Last Sunday afternoon’s neighborhood coffee klatch at the local Grange Hall took an unusual twist. After the usual introductory good fellowship chit-chat, Harvey, one of the old-timers in the neighborhood, seized the center of the conversational chessboard with a serious and sobering question.

“I have been thinking about this puzzle for some time,” said Harvey, “and I can’t see clearly what the solution should be.”

We knew Harvey and his wife as salt-of-the-earth kind of people, so we sipped our coffee and paid close attention as he continued.

“Suppose that I am awakened at three o’clock in the morning by the loud bang of my front door being kicked open followed by voices shouting ‘Police! Everyone come out with your hands up!’

“There is no reason I can imagine why the police would burst through my front door. But were that to happen, what do I do? If they really are the police, I should, of course, cooperate. But if they are not the police (and I know this has happened), then my wife, children, and grandchildren are in harm’s way. So, should I meekly submit? Or should I snatch my spotlight and .357 off my best post and confront them, perhaps with the demand that they wait outside on the porch while I call 911?”

Image: Home invaders disguised as police in Yuma. YouTube screen grab.

“An interesting scenario,” commented Francesca, the Grange manager, worker bee, and go-to person, “and if you confronted them with your spotlight and .357, and it turned out they really were police, you might then be really in deep do-do.”

“Amen, sister!” replied the others at the table. “It’s a serious concern,” added Telly, “because at the moment you are awakened, your only options are submit or confront without knowing the identity of your antagonists.”

Harvey started to enlarge, but Wally cut him off, injecting, “But Harvey, did you really just imagine this, or have you been reading about Dexter Reed?”

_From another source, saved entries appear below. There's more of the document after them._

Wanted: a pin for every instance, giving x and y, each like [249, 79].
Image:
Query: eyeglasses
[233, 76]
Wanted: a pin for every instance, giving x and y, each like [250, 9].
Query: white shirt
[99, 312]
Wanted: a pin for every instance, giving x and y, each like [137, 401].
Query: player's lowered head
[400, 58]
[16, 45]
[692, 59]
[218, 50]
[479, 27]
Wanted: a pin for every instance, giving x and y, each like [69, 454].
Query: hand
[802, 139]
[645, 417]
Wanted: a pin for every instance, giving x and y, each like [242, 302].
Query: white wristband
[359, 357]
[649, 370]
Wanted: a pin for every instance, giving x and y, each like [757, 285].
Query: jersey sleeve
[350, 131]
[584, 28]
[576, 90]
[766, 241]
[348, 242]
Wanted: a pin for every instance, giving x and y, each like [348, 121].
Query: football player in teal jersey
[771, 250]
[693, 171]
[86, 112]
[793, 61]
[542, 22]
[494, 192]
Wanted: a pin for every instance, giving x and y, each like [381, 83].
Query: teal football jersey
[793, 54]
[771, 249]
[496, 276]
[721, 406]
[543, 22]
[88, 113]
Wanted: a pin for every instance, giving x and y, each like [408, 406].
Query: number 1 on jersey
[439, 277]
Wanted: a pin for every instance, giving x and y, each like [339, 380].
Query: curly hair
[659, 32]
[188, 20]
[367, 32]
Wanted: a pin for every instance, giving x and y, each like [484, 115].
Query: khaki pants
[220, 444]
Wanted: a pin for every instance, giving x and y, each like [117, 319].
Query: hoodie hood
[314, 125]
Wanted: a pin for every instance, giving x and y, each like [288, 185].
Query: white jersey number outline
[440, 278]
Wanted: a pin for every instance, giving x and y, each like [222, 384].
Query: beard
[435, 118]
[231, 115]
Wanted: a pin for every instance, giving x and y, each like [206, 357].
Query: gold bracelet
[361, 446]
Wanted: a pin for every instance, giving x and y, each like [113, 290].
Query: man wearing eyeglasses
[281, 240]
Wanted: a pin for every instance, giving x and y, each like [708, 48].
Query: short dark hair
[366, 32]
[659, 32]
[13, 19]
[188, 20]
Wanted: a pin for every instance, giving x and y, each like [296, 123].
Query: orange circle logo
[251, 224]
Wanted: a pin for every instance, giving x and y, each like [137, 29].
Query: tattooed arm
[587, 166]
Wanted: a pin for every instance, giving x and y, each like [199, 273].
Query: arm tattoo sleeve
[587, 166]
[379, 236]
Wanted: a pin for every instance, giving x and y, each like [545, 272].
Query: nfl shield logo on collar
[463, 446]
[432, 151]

“Dexter who?” asked Harvey. “Who’s he, and what about him?”

“Well,” offered Wally, “It seems that at 6 p.m. last March 21st, this Reed fellow was sitting in his car on a street in some Chicago suburb when suddenly five plain-clothed police officers in a tactical vehicle surrounded his car.”

Wally added, “The police say it was a traffic stop because Reed wasn’t wearing a seat belt.”

“Is that supposed to be a joke, or does it just sound funny?” asked Harvey.

Harvey sipped his coffee and looked around the table. “Sounds to me like Dexter Reed had my 3 a.m. problem at 6 p.m. on a city street.”

Marcella, a teenager who had just joined the klatch, asked, “Suppose you were in your car stopped at a light, and suddenly five people surrounded your car and demanded you roll down windows and unlock your doors?”

Her question described what one sees in a CNN report entitled, “What the Videos show.” It illustrates Reed’s dilemma. While seated in his car, a person in a ball cap and hoodie approaches Reed’s vehicle with gun drawn and pointed at Reed. The caption on the photo reads, “A Chicago police officer gives Dexter Reed several commands before gunfire breaks out.”

“Hmm,” Wally wondered aloud. “What are these guys doing out of uniform pointing guns at people. If I had been Reed in that photo I would have assumed it was a hold up.”

Harvey looked at the assembly and summed things up. So, the question for all of us is, “What should we do at 3 a.m. when we hear that banging on the door and, perhaps, the sound of the door being broken? From my point of view, if I do not challenge the intruders, then my wife, children, and grandchildren are at risk from criminals. If I do challenge them and they turn out to be police, then I am at risk for having resisted arrest and, perhaps, even harmed an officer of the law.”

We nodded solemnly, recognizing something we often think about and that keeps us up at night.